My body - my body is the most intelligent organism that I have encountered. And if I listen to it, it tells me exactly what it needs, and if I give it what it needs, it give me what I need in return. It is the best relationship I have been in!
So what if the time and energy spent beating your body in the ground and posting it all over social media was not necessary to reaching you goals? Unfortunately, that will never be the case because too many people have trained this way for years, and other people who see them look up to them and automatically accept what they have to say. Parallel to that, these people have built a following, a platform that draw hundreds of thousands of "Likes" a day. And what would happen to those "Likes" if you started training "against the grain?" To think you would "fall from grace" is too much to swallow. So we push off the search for new truths and keep getting up every morning and pushing it to the limit, because that is what you have built everything on. The bamboozle continues.
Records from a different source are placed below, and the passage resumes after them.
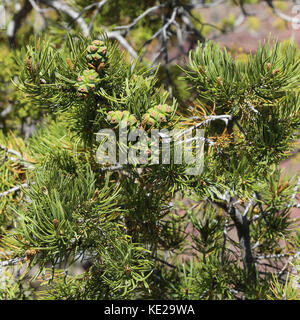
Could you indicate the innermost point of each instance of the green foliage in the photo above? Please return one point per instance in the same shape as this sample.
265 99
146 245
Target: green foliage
147 231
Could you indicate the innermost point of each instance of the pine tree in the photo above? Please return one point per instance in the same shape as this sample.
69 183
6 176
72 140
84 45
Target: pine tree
150 230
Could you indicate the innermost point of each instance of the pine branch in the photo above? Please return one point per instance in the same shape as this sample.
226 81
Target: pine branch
14 189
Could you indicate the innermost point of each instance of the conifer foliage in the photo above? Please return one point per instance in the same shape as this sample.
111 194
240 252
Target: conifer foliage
150 230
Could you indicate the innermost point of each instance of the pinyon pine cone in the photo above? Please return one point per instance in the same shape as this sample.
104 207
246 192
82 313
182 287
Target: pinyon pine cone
116 117
97 55
158 114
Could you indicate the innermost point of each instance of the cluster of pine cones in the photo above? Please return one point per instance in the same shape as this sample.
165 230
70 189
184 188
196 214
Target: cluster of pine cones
97 60
152 118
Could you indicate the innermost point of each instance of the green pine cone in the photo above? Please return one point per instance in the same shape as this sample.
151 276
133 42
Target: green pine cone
96 54
164 108
116 117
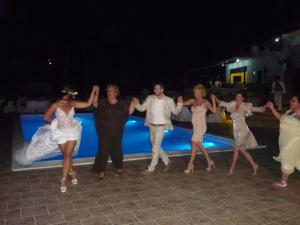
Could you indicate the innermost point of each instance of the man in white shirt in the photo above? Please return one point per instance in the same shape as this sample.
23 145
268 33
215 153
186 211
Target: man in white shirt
158 109
278 89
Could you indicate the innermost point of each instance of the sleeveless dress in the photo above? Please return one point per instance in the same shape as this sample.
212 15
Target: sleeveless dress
242 135
199 122
45 141
289 142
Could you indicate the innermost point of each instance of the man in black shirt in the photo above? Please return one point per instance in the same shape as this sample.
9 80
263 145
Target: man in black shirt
110 116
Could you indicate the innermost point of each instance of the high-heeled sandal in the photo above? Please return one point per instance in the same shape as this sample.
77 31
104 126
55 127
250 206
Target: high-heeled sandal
74 178
211 164
255 170
229 173
280 184
101 175
189 170
63 189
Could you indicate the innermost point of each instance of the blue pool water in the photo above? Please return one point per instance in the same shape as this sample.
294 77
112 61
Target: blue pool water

The problem with the above is this: we look at people and assume that because they have reached a certain point in their journey, they have also taken the "BEST" path. We never question or research for ourselves that there could be an easier way. Instead we give them platforms to show they "expertise" and jump on the bandwagon for every new craze of any kind that is marketed to us. We want to believe in something so bad that we start to believe in everything. And when those things do not work out, we blame ourselves but we are unwilling to change to do things differently from what is the "norm" because these things challenge us to our core.
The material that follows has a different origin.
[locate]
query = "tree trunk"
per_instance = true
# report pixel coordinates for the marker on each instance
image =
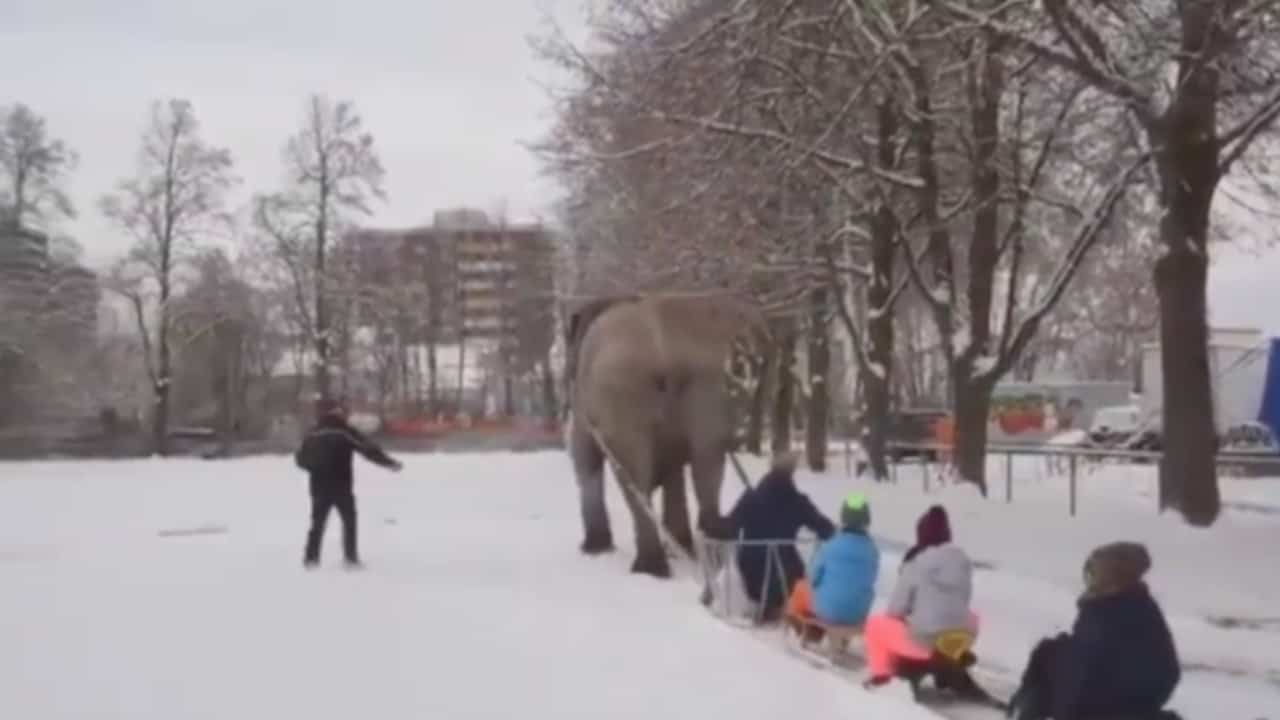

But being challenged to the core is what makes us great. Being stripped down and exposed is what propels us to new levels of being. But to be stripped down means to first be vulnerable, and to realize that a lot of what you have come to know and stand on may not be 100% true. It means that your core beliefs are faulty, it could even mean that you have invested a lot of time and effort for nothing. It means that you will have to change - all the way down to your beliefs.
Unfortunately, this is a challenge that is most commonly looked over because to crack a foundation is to crack a portion of your soul. Even though I can tell you that there is something greater just on the other side of those flames, and those are only shadows that you are so intrigued with on the wall. It is a place few people choose to go. So instead we stick to the "bamboozles" -- the shackles -- that we have built our lives, our past times, our goals, our joys on top of, in fear of the life - in the matrix :) - that actually frees us.
Because what will my life be without the bamboozles? New bamboozles arise.
With Love,
Jo Coop
"Life begins outside of your comfort zone." Its very comfortable being bamboozled. Why change?